Signé par Madame Antoanela Florescu-Patoz, vice-présidente et par Madame Hanane Jaafar, greffière à laquelle la minute de la décision a été remise par le magistrat signataire.
Vu les articles 455 et 768 du code de procédure civile,
Vu les dernières conclusions de M. [L] [P] constituées de l’assignation délivrée le 7 juin 2022 au procureur de la République de [Localité 4],
Vu l’ordonnance du juge de la mise en état ayant déclaré le tribunal judiciaire de Nantes incompétent pour statuer sur les demandes de M. [L] [P] ;
Vu les dernières conclusions du ministère public notifiées par la voie électronique le 12 février 2025,
Vu l’ordonnance de clôture rendue le 2 mai 2025, ayant fixé l’affaire à l’audience de plaidoiries du 5 février 2026 et renvoyée à l’audience du 12 mars 2026,
Décision du 07/05/2026
Chambre du contentieux
de la nationalité Section B
N°RG 23/14743
MOTIFS DE LA DECISION
Sur la procédure
Aux termes de l’article 1040 du code de procédure civile, dans toutes les instances où s’élève à titre principal ou incident une contestation sur la nationalité, une copie de l’assignation est déposée au ministère de la justice qui en délivre récépissé.
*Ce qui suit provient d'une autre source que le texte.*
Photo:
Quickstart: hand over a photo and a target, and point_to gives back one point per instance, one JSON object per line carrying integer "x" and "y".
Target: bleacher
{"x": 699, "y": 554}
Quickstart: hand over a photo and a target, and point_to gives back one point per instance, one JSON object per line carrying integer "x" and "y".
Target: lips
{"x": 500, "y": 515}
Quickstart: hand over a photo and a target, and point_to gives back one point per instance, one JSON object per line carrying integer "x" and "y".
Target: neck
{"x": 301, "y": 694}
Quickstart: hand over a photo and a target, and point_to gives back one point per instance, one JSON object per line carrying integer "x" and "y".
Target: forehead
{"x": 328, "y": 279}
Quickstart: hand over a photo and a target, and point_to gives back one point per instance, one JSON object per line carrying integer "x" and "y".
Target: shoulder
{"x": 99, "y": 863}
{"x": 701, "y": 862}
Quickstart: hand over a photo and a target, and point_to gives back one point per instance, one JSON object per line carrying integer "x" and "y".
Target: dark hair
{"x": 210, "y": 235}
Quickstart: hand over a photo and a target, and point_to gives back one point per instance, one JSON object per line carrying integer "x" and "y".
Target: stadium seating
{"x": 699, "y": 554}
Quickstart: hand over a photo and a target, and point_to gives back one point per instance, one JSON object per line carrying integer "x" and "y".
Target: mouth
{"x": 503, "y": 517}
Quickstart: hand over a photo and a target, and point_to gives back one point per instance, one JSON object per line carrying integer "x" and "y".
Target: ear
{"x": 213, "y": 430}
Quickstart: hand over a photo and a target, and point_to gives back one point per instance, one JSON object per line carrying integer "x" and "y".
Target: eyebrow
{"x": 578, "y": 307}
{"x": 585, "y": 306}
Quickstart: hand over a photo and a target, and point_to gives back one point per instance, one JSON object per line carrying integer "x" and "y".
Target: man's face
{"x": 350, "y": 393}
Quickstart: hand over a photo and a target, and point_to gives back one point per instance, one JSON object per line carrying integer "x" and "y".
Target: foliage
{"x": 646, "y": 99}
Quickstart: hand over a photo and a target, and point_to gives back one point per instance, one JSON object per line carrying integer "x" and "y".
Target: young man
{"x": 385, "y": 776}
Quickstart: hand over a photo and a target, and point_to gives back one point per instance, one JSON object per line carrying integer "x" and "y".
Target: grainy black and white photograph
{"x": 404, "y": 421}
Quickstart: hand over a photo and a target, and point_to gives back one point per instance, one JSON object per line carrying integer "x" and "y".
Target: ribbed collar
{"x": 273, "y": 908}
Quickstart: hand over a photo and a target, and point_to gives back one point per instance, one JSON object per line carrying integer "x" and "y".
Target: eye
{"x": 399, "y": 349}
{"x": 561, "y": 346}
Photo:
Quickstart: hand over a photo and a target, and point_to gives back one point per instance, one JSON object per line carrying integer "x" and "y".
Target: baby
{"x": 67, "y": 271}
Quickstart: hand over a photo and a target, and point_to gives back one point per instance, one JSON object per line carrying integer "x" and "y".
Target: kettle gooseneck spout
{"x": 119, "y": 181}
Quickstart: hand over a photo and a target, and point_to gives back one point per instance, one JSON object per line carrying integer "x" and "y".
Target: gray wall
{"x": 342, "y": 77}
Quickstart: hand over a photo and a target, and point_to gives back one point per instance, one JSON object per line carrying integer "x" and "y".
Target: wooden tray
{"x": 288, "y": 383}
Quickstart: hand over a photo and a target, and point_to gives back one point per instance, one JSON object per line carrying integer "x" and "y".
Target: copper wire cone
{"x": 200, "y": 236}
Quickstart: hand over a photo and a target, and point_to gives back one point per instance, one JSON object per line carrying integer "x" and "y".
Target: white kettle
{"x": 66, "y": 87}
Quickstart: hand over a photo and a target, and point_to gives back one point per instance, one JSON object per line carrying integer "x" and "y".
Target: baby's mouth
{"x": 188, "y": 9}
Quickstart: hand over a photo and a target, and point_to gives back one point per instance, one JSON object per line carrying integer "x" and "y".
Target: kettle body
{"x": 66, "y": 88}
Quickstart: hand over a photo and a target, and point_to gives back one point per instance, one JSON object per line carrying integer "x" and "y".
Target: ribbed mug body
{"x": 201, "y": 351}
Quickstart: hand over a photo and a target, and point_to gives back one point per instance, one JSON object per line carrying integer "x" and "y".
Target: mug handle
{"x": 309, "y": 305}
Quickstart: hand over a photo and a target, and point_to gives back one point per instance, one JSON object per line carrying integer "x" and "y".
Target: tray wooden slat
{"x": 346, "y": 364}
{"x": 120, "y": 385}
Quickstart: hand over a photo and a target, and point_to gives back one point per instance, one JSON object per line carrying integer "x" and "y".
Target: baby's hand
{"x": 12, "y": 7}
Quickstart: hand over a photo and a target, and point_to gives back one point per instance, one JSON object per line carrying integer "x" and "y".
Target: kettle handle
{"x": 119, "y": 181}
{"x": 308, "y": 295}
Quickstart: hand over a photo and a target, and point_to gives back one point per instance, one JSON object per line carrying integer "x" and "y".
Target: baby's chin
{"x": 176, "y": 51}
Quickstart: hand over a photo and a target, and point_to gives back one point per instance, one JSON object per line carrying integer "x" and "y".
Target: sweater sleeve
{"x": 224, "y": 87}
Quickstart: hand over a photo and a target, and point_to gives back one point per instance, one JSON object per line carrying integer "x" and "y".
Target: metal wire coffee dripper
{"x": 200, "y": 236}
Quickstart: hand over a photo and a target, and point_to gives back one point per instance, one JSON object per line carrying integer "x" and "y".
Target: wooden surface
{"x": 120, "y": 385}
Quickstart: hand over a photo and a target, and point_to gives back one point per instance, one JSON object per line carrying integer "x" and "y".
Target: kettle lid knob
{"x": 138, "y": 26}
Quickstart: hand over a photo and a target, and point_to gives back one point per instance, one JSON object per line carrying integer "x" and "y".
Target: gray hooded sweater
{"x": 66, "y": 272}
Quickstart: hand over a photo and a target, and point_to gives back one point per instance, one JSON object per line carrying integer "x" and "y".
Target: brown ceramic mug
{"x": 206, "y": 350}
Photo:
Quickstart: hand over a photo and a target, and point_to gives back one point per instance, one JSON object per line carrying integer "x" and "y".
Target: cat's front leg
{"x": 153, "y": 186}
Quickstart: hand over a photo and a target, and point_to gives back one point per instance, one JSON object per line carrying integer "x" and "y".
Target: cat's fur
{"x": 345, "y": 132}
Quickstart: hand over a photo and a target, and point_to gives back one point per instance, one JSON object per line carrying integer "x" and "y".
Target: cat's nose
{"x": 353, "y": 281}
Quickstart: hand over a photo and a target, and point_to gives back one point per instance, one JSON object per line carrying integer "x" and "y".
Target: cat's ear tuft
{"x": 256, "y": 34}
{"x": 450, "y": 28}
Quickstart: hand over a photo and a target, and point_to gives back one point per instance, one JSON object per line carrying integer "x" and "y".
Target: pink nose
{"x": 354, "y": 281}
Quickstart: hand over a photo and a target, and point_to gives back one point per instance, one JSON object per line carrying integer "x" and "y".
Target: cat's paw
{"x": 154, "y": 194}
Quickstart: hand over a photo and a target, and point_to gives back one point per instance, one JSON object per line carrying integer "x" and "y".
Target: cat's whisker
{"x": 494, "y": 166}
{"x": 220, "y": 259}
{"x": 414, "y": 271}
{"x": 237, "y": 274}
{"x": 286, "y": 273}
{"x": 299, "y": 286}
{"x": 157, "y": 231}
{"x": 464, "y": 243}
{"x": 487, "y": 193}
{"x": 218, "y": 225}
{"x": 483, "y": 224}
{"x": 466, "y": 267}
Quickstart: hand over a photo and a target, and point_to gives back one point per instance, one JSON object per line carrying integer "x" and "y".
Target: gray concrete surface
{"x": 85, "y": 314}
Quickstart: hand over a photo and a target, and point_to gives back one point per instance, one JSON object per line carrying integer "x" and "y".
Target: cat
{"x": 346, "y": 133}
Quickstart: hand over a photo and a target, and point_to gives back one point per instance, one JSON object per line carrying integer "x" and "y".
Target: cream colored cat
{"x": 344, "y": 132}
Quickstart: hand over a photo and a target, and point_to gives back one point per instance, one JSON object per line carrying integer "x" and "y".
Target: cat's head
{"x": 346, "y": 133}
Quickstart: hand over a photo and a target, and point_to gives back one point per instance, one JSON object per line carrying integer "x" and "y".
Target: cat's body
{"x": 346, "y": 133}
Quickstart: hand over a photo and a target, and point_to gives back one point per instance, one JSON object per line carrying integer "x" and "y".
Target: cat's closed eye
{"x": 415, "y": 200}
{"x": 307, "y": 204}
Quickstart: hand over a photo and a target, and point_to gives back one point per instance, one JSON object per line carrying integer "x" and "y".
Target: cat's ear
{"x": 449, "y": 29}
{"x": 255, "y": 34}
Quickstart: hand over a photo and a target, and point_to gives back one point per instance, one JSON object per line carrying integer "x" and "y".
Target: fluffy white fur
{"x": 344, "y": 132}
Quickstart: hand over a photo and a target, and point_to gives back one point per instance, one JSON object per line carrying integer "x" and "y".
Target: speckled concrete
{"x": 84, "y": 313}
En l’espèce, le ministère de la justice a délivré ce récépissé le 17 novembre 2022. La condition de l’article 1040 du code de procédure civile est ainsi respectée. Il y a donc lieu de dire que la procédure est régulière au regard de ces dispositions.
Sur l’action déclaratoire de nationalité française
M. [L] [P], se disant né le 3 juillet 1994 à [Localité 5] (Sénégal), revendique la nationalité française par filiation paternelle, sur le fondement de l’article 18 du code civil, ayant bénéficié de l’effet collectif de la déclaration de nationalité française de son père M. [X] [P].
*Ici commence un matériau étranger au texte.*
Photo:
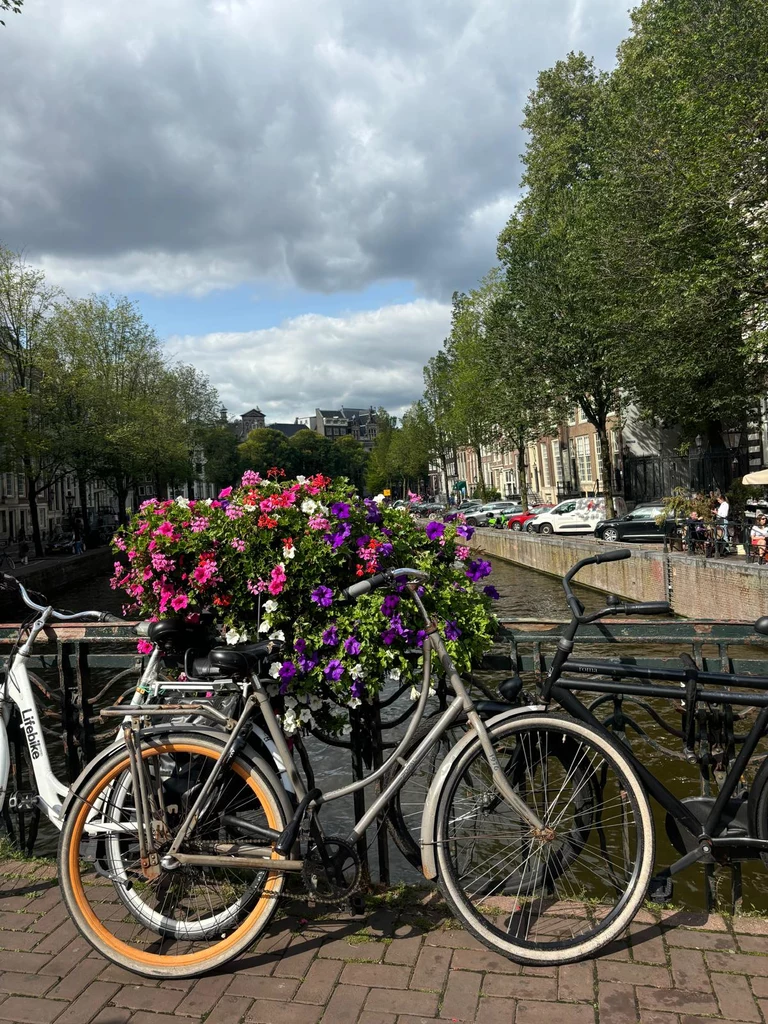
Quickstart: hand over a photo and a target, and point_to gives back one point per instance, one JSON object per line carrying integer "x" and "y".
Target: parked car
{"x": 480, "y": 516}
{"x": 574, "y": 515}
{"x": 521, "y": 520}
{"x": 640, "y": 524}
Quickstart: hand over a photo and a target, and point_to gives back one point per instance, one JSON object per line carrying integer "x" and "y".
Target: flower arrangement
{"x": 271, "y": 558}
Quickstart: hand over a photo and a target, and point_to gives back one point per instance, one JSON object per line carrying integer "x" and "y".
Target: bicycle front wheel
{"x": 188, "y": 920}
{"x": 560, "y": 892}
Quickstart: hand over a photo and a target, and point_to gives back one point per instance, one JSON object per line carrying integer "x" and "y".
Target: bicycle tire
{"x": 116, "y": 939}
{"x": 549, "y": 938}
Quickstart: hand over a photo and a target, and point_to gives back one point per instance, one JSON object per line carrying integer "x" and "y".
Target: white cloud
{"x": 184, "y": 145}
{"x": 374, "y": 357}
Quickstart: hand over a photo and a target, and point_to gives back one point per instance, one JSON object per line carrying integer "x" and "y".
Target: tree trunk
{"x": 31, "y": 481}
{"x": 607, "y": 470}
{"x": 521, "y": 474}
Il indique que son action fait suite à la décision de refus de délivrance d’un certificat de nationalité française qui lui a été opposée le 16 juin 2015 sans produire des pièces justifiant ses dires.
Sur le fond
En application de l’article 30 alinéa 1 du code civil, la charge de la preuve en matière de nationalité incombe à celui qui revendique la qualité de Français lorsqu’il n’est pas déjà titulaire d’un certificat de nationalité délivré à son nom conformément aux dispositions des articles 31 et suivants du même code, sans possibilité, pour lui, d’invoquer les certificats délivrés à des membres de sa famille, fussent-ils ses ascendants, dans la mesure où la présomption de nationalité française qui est attachée à ces certificats ne bénéficie qu’à leurs titulaires, et ce même s’ils n’ont fait l’objet d’aucune contestation.
Conformément à l’article 17-1 du code civil, compte tenu de la date de naissance revendiquée par le demandeur, l’action relève des dispositions de l’article 18 du code civil aux termes duquel est français l’enfant dont l’un des parents au moins est français.
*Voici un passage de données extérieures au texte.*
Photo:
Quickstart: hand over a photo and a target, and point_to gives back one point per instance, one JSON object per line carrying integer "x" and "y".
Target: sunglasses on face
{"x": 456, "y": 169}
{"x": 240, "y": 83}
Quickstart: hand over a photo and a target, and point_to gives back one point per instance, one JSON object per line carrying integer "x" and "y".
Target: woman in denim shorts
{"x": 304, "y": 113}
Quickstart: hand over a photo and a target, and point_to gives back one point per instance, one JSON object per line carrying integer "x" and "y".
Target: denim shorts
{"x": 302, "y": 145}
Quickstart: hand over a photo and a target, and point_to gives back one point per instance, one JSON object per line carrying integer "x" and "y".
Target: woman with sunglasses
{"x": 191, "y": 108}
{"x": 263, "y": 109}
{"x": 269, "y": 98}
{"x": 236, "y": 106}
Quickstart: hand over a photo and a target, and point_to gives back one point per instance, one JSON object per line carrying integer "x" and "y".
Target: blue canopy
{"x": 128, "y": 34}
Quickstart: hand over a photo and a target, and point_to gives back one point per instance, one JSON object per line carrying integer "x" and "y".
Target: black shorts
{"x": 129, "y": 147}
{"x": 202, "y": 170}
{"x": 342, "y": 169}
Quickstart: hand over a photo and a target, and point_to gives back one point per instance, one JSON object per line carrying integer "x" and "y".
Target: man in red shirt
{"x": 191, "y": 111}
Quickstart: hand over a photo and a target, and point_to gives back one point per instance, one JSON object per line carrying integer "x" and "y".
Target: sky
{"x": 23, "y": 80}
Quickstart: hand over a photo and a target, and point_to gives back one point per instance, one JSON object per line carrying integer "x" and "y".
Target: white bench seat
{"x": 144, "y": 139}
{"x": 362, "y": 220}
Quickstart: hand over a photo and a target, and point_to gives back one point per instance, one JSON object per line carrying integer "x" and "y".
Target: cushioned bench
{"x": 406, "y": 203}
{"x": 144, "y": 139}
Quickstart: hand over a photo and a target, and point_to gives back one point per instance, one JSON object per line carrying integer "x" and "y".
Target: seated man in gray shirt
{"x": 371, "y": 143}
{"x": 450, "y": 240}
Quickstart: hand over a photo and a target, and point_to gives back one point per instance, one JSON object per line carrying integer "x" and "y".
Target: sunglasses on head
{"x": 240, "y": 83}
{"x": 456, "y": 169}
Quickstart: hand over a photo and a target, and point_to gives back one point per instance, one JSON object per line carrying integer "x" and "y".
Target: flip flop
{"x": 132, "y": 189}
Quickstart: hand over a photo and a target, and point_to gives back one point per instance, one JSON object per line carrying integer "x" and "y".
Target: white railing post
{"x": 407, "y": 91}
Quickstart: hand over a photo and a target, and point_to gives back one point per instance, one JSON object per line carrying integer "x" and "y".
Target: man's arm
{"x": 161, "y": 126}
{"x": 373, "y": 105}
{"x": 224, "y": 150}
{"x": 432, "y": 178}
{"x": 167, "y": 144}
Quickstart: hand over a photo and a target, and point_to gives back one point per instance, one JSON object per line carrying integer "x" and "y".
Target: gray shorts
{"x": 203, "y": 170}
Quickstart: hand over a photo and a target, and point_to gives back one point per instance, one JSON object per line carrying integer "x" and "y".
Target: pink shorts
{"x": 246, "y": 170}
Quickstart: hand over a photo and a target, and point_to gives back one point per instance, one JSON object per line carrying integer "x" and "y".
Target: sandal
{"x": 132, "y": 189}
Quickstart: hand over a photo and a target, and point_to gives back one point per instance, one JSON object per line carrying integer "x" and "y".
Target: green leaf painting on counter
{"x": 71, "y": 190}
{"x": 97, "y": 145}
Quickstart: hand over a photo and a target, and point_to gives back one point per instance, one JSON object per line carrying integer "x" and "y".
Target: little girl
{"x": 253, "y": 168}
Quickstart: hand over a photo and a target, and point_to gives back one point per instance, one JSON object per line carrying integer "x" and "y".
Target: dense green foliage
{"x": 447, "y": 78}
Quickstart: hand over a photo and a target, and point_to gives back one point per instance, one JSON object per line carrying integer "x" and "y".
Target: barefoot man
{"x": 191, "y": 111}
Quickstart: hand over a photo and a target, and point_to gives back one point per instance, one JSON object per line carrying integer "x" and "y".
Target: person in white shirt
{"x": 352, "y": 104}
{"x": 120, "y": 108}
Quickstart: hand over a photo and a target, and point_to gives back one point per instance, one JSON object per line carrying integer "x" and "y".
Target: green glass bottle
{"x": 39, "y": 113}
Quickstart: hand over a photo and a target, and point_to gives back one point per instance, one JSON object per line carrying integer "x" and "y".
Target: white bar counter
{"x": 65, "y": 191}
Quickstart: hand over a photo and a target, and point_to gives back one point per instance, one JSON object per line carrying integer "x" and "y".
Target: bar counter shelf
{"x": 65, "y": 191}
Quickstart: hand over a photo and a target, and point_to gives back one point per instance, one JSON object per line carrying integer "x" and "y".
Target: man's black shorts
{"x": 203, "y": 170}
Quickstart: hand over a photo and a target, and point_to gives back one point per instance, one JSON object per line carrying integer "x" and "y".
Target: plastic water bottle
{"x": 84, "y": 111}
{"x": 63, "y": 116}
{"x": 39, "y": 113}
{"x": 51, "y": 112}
Il doit être également rappelé que les effets sur la nationalité de l’accession à l’indépendance des anciens territoires d’outre-mer d’Afrique (hors Algérie, Comores et Djibouti) sont régis par la loi n°60-752 du 28 juillet 1960 et par le chapitre VII du titre 1er bis du livre premier du code civil (soit ses articles 32 à 32-5), qui s’est substitué au titre VII du code de la nationalité française dans sa rédaction issue de la loi du 9 janvier 1973, qui s’est lui-même substitué aux articles 13 et 152 à 156 du même code dans sa rédaction issue de l’ordonnance du 19 octobre 1945 et modifiée par la loi du 28 juillet 1960.
Décision du 07/05/2026
Chambre du contentieux
de la nationalité Section B
N°RG 23/14743
Il résulte de l’application combinée de ces textes que seuls ont conservé la nationalité française :
— les originaires du territoire de la République française (et leur conjoint, veuf ou descendant) tel que constitué le 28 juillet 1960, et qui étaient domiciliés au jour de son accession à l’indépendance sur le territoire d’un Etat qui avait eu antérieurement le statut de territoire d’outre-mer de la République française, c’est-à-dire en ce notamment inclus [Localité 6], auxquels étaient assimilés les “métis” (et leurs descendants) nés de parents dont l’un, demeuré légalement inconnu, était présumé d’origine française ou de souche européenne et, reconnus comme tels citoyens français par jugements rendus sur le fondement du décret du 5 septembre 1930 (pour l’Afrique Occidentale Française) ou du décret du 15 septembre 1936 (pour l’Afrique équatoriale française),
— les personnes qui ont souscrit une déclaration de reconnaissance de la nationalité française,
— celles qui ne se sont pas vu conférer la nationalité de l’un des nouveaux Etats anciennement sous souveraineté française,
— enfin, celles, originaires de ces territoires, qui avaient établi leur domicile hors de l’un des Etats de la Communauté lorsqu’ils sont devenus indépendants,
— les enfants mineurs de 18 ans suivant la condition parentale selon les modalités prévues à l’article 153 du code de la nationalité française de 1945 dans sa version issue de l’ordonnance du 19 octobre 1945 telle que modifiée par la loi du 28 juillet 1960.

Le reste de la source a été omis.